Age 18 - 28 Can Your Mind Make Up That You Are Transgender?

Can your mind convince you that you have gender dysphoria and are transgender when in reality you're not? Dr. Z breaks down by age groups—today's video is age 18-28, next week's is 28+.

Age matters very much in this equation. When we're 18-28 (even before 18), our brain still continues to develop. There's a particular function right here in front of our brain called prefrontal cortex—part of frontal lobe very connected to executive function. This part doesn't fully develop until we're about 25 years old (Dr. Z makes this video past 25 to age 28 to give legroom).

Prefrontal cortex is part of executive function of cognition responsible for impulse control, short-term decision making, and especially being able to see how your behavior and actions are going to have consequences and what kind they might have. It's very dynamic and important part of mental functioning.

Example: When you see someone age 21-23 drink at a party then get behind the wheel and drive, you wonder "how can somebody make such a stupid mistake as driving while intoxicated?" That's why—because this part of brain responsible for thinking "how will me driving drunk have consequences, get somebody killed, get pulled over, get in car accident, affect my life" is not fully developed.

Answer: Is it possible for age 18-28 to convince your mind you have gender dysphoria and are transgender? Yes, absolutely. The mind is capable of convincing us of numerous things, not just gender dysphoria.

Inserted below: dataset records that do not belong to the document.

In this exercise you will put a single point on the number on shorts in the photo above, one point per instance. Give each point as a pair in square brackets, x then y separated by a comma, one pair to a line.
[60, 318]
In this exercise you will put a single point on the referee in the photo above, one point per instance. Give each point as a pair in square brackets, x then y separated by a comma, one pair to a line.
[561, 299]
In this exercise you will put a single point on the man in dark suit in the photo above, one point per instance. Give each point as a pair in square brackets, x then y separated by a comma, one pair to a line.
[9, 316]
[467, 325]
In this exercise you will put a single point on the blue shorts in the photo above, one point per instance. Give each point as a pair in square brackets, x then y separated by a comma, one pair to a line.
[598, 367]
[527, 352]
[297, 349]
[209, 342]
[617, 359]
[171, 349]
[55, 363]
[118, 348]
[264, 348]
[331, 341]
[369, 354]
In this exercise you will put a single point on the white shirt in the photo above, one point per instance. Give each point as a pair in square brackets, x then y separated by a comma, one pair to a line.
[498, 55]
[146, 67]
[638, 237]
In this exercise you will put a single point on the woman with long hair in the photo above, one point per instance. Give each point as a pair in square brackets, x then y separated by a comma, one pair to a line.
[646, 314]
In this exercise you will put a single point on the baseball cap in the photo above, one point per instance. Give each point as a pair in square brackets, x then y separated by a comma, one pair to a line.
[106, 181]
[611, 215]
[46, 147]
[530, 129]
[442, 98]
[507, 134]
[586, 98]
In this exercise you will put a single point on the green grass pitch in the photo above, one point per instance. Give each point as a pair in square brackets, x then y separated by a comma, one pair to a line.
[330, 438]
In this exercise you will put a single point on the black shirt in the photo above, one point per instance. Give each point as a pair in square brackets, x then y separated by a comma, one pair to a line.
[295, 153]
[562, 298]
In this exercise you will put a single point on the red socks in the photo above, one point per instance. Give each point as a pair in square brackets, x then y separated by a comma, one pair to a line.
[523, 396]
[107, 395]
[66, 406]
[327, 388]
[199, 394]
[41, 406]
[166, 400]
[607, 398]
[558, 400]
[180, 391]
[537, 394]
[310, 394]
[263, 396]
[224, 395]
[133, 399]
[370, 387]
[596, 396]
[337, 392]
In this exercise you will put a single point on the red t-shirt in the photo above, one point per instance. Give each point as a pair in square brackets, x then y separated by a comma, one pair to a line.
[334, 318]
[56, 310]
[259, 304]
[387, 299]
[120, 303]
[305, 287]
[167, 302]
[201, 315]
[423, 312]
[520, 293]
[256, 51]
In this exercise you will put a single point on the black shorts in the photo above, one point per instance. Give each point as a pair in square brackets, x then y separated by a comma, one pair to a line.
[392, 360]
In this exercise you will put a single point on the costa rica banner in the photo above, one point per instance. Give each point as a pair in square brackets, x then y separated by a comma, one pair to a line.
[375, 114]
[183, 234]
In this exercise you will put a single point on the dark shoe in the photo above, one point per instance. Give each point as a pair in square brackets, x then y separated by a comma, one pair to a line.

Big difference: There's a group who fall into this age category who are certain, who know at their core they're transgender (may be fearful and worried about transitioning or taking first steps, but at core they know). Then there's the group Dr. Z is speaking to today who are not sure, constantly questioning, really uncertain, think it may be gender dysphoria but not quite convinced yet. That's the group much more susceptible to convincing themselves/their mind that they may be transgender when in reality they may be dealing with issues of gender expression and gender expression conflict, gender role confusion, even issues such as sexuality (though sexuality isn't directly connected to gender identity, it is part of it).

Watch to find out why when you're that young you lack relationship experiences, intimacy experiences, life experiences (you don't have much time navigating the world in your biological sex and gender assigned, making it more difficult), why you're of generation of internet/social media/computers (you immediately google, start listening to narratives, the more you listen and get obsessed the more possibility of confusing how you hear somebody else's account with parallels to your current life, distorting it and believing you may be transgender), why being so confused is a telling sign (can mean a lot of things—something to investigate), and why confusion is a yellow light (not green saying "go forward," not red "stop sign"—it's a pause sign to investigate because transition is such a big endeavor, costly, psychologically stressful, financially costly—everybody contemplating transition owes it to themselves to investigate and make sure that's really truly what they want).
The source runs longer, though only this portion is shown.